Soy un capitalista y hasta yo creo que el capitalismo está roto». Si la frase la pones en boca de cualquiera de los políticos socialdemócratas, de cualquier partido, que tanto abundan en Europa, su importancia, sino menor, sería relativa. Pero el dueño de la misma es Ray Dalio. Puede que el nombre tampoco les suene demasiado (no habría por qué), pero Dalio es una de las principales figuras de la inversión a nivel mundial. Su libro ‘Principios’, que rebosa con creces los estrechos límites del libro financiero, vende y convence a nivel mundial. Pero, claro, una gota no va a hacer lluvia.

Sin embargo, la convicción declarada por Dalio acerca de la torcida naturaleza del sistema capitalista ya puede considerarse una corriente que siguen muchos de los que han sido, hasta ahora, pilares de ese capitalismo que algunos han llamado «salvaje». Si Buffet no tiene problemas en reclamar subidas de impuestos para resolver ciertos desequilibrios sociales, Weston Hicks (dueño de una de las mayores compañías reaseguradoras de mundo) aseguraba que el sistema estaba «fallando» a grandes partes de la población. Biblias como el Financial Times ya se han hecho eco de la comunión de una serie de declaraciones de líderes financieros y corporativos en esta misma línea.

Pero ¿de qué hablamos exactamente? ¿Pura fe del converso o capitalistas bien nutridos en contra de su propia «herramienta»? ¿Evolución o revolución? Antes de seguir con las grandes cuestiones, empecemos con algo más sencillo. Lo que leemos puede ser mera (aunque sana) autocrítica.

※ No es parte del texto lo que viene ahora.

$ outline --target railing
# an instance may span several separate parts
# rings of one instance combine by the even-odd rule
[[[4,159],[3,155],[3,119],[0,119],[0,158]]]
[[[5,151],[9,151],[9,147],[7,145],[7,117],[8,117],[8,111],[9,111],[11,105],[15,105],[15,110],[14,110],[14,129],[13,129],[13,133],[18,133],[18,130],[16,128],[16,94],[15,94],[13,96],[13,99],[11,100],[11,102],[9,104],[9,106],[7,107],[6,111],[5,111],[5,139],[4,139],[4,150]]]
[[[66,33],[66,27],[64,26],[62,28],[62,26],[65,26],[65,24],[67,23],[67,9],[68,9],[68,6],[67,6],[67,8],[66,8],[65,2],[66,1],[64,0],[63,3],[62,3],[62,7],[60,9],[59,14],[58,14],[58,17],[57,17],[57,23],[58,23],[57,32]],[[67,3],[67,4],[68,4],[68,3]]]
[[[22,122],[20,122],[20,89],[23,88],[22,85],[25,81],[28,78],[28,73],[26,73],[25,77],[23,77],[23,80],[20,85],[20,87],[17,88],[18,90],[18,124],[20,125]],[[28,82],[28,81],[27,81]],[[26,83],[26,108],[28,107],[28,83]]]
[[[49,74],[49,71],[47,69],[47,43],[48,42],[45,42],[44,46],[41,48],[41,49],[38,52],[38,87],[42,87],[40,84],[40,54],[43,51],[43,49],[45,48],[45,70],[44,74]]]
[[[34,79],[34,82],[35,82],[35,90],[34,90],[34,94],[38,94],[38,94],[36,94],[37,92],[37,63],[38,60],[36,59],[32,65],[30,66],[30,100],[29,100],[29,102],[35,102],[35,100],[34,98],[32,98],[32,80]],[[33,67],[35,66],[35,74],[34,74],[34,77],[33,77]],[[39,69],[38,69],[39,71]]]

El capitalismo ha sido el régimen económico, en la historia reciente de la humanidad, que ha permitido mayores cotas de libertad y logrado unos niveles de prosperidad inimaginable no ya en el pasado, sino en aquellos países que han vivido bajo otros sistemas socioeconómicos en la rabiosa actualidad (que nos muestra, generosa, ejemplos a diario). Pese a los muchos argumentos que se pretenden en contra, es difícil no ver que la riqueza generada bajo el sistema de incentivos propio del capitalismo también ha tenido efectos beneficiosos a niveles de bienestar social.

Para mí, por ejemplo, el capitalismo está lejos de ser el salvaje Oeste que pintan muchos políticos interesados en dominar a la población a través de un enemigo común y del mensaje del miedo. Eso no quiero decir que el capitalismo no tenga sus fallas ni que sea un sistema perfecto. De ese punto, si llegara a existir, estamos lejos. Pasados más de diez años de la gran recesión, mientras se vende crecimiento económico y recuperación de inversiones, grandes capas de la sociedad no sólo no se han beneficiado de este reciente resurgir financiero, sino que aún lidia con las consecuencias de la crisis.

¿Qué hay detrás de estas declaraciones, aparentemente contraintuitivas? Un afilado instinto de supervivencia, que arranca del análisis de la realidad sociopolítica.

Por un lado, el populismo ha surgido como una reacción a la falta de reacción del propio sistema, cuando no de su saqueo a manos de políticos. Así que muchos se han echado en manos de una nueva suerte categoría de «políticos que se venden y no se consideran políticos». Es decir, el auge del populismo nace de los propios resquicios del sistema. Trump, Salvini, Tsipras o los muy españoles Iglesias o Abascal han ocupado un lugar preminente sobre la base de un (creciente) descontento social.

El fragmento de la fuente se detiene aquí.